Waarom dus, als dat allemaal zo belangrijk is, zijn de Verenigde Naties niet de wereldregering? Ook hier lijkt het antwoord eenvoudig: omdat zij niet effectief genoeg zijn, omdat zij bepaalde problemen niet kunnen aanpakken. Doordat de VN een verzameling van soevereine staten is, moet er over het tot stand brengen van regelingen overeenstemming bestaan en daaraan hapert het nogal eens. Dat kan in een gegeven geval een van twee gevolgen hebben: ofwel de te regelen zaak blijft ongeregeld ofwel een individuele staat neemt de taak van de VN op zich en
“regelt” de kwestie. Dat zien wij tegenwoordig de Verenigde Staten nogal eens doen, niet altijd op een behoorlijke manier. Conclusie: de Verenigde Naties zijn niet geconstrueerd als een wereldstaat.
De Verenigde Staten zijn dat evenmin. “Supermacht” is een abstractie. Supermacht in wat? Militair, ja, maar zelfs op dat punt getuigen de blunders in het Midden Oosten niet bepaald van superieure strategie. Bedoeld is dus meestal: supermacht qua militaire hardware. En voor mijn part ook nog technologische hardware in het algemeen.
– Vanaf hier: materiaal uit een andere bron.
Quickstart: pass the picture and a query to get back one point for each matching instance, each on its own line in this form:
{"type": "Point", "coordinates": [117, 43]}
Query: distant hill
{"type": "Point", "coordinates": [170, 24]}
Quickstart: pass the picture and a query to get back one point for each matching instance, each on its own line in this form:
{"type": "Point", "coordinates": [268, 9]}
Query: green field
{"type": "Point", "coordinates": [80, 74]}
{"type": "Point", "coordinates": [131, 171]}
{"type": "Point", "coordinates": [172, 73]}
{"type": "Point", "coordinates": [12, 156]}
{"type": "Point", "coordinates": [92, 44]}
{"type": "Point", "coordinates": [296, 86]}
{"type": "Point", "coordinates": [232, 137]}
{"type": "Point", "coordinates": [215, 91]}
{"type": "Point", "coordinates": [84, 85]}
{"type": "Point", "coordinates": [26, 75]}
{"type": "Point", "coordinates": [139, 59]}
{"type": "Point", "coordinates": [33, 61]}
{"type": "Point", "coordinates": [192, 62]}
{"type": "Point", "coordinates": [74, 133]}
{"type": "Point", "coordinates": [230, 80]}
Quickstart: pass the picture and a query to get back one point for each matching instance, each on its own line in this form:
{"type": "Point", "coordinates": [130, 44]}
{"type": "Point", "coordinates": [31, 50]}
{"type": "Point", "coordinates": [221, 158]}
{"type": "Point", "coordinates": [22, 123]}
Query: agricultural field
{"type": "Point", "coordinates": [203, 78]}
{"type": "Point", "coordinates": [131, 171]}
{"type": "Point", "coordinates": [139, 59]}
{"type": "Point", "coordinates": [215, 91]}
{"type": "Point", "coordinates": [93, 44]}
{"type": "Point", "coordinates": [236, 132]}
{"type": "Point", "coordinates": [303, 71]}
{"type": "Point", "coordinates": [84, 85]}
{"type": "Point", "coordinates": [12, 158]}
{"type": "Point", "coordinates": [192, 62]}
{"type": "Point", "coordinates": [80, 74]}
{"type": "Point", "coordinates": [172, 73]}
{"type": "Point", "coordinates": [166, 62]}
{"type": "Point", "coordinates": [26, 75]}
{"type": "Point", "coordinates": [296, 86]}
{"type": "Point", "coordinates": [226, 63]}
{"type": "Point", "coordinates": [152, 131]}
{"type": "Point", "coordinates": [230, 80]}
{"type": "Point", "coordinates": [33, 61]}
Waar het echter om gaat is niet het bezit van deze spullen, maar de wijsheid om ze te gebruiken.
En dat is precies wat mij opvalt in het boek van Nasr: die wijsheid is gebrekkig. Prachtige voorbeelden leveren de gesprekken die Holbrooke, aan wiens optreden het boek is gewijd, voert met een drietal middenoosten-politici. Stuk voor stuk raden zij de VS groots opgezet militair optreden af en stuk voor stuk baseren zij zich op een veel beter inzicht in de gemeenschappen in het midden oosten en stuk voor stuk hebben zij gelijk gekregen. Dat betere inzicht was een gevolg van het behoren tot die gemeenschappen, iets dat de vreemdeling, i.c. de VS, niet kon - en kan - hebben.
Het probleem waar wij nu mee zitten is dat er bij alle globalisering een fatsoenlijke wereldregering ontbreekt. Dat is al meer dan een eeuw zo, al sinds de oprichting van de Wereldpostorganisatie. Er is een tijd geweest dat men dacht zo’n wereldstaat te kunnen construeren. De Volkenbond was het eerste exemplaar. Was dat een stap in de richting van de wereldstaat en een wereldregering? Velen hadden die illusie. Er ontbraken nog een aantal handtekeningen aan de oprichtingsacte, onder andere van de VS waarvan de president het idee sterk had gesteund, maar die zouden nog wel komen. Eenmaal zo’n instituut gecreëerd zijnde zou het zijn nut vanzelf bewijzen en daardoor ook de twijfelaars over de streep halen. Men weet hoe het gegaan is.
In ons land was er nogal wat scepsis over het idee, maar er was een man die er een wetenschappelijke weerlegging van beproefde. Dat was B.M. Telders in zijn proefschrift “Staat en volkenrecht” van 1927, verdedigd toen hij 24 was. Hij ging uit van de Duitse filosoof Hegel die postuleerde dat de wereldgeschiedenis stap voor stap meer inzicht en vrijheid schept, maar dat er aan de top iets ontbreekt, een wereldregering. In de individuele staten was de vrijheid wel te realiseren, maar op het globale vlak moest men genoegen nemen met een wetteloze, een anarchistische toestand. Telders verzette zich daar niet tegen, maar vond dat Hegel verzuimd had duidelijk te maken dat dit niet alleen maar de feiten waren, maar dat deze noodzakelijk waren, dat met andere woorden niets anders te verwachten is en dat men een illusie najaagt als men denkt in een wereldstaat te kunnen slagen. Hijzelf levert dan het bewijs dat de wereldstaat eenvoudig niet kan ontstaan.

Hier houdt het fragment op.